Being open about who we are and what we struggle with is risky. What if the person you’re being honest with doesn’t handle your vulnerable self with carefulness? What if that person stomps on the heart you’ve just opened to them? That’s risky stuff.
But not taking those risks, not opening our hearts to be loved—or stomped on—is far worse than risking love and being loved in return.
The epic risk God took
God took a big risk. And, of course, because he is God and not bound by time, he knew it would turn out badly. He knew his heart would get broken. And yet he made himself vulnerable. He opened his heart to having kids, but also to experiencing pain from those very same kids.

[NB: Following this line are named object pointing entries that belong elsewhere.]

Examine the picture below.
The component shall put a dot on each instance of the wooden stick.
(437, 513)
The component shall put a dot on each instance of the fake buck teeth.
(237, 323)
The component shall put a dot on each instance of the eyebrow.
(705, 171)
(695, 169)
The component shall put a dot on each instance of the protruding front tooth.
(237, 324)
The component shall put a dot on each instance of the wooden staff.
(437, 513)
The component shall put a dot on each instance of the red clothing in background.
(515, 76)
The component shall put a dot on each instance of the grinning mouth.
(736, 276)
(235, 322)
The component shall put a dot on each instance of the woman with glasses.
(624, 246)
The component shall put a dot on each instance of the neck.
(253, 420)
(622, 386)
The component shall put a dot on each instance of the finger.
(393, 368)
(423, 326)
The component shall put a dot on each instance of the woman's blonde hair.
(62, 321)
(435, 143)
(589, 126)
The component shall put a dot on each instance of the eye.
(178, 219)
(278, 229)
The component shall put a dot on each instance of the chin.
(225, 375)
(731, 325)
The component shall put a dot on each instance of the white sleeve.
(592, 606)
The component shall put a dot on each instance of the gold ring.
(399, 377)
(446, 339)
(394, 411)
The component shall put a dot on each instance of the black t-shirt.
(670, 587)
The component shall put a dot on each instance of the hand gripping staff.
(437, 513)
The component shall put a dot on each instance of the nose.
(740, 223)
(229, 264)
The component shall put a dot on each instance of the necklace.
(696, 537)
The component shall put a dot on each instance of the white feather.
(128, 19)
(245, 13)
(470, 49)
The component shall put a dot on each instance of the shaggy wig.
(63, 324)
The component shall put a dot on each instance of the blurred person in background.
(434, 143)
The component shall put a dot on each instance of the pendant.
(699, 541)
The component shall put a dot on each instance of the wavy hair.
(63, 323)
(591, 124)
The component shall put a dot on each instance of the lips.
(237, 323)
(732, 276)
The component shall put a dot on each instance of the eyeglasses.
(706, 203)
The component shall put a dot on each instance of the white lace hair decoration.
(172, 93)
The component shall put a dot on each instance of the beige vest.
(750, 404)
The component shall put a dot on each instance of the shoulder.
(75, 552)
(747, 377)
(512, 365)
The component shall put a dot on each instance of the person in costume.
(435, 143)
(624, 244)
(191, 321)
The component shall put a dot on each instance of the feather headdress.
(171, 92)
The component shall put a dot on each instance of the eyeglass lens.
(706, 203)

It’s always worth the risk to let people in. Because when we carry people closely in our hearts, not held at arm’s length, and when we reveal who we really are and what we grapple with—which could cause people to proclaim, “What? You too?!”—well, that kind of courage enlarges our lives.
I don’t know if our little weeping blue spruce has overheard comments from people walking up to our front door: “What an odd-looking tree,” but she’s never mentioned any insults. She doesn’t seem to care that she can’t stand tall and straight. And so, I keep telling her how beautiful and brave she is.
If I could give you a New Year’s gift for 2024, it would be the courage to share your real self. I want you to not fear being defenseless at times, to not be afraid to ask for help. I want for you the gift of bravery and resilience.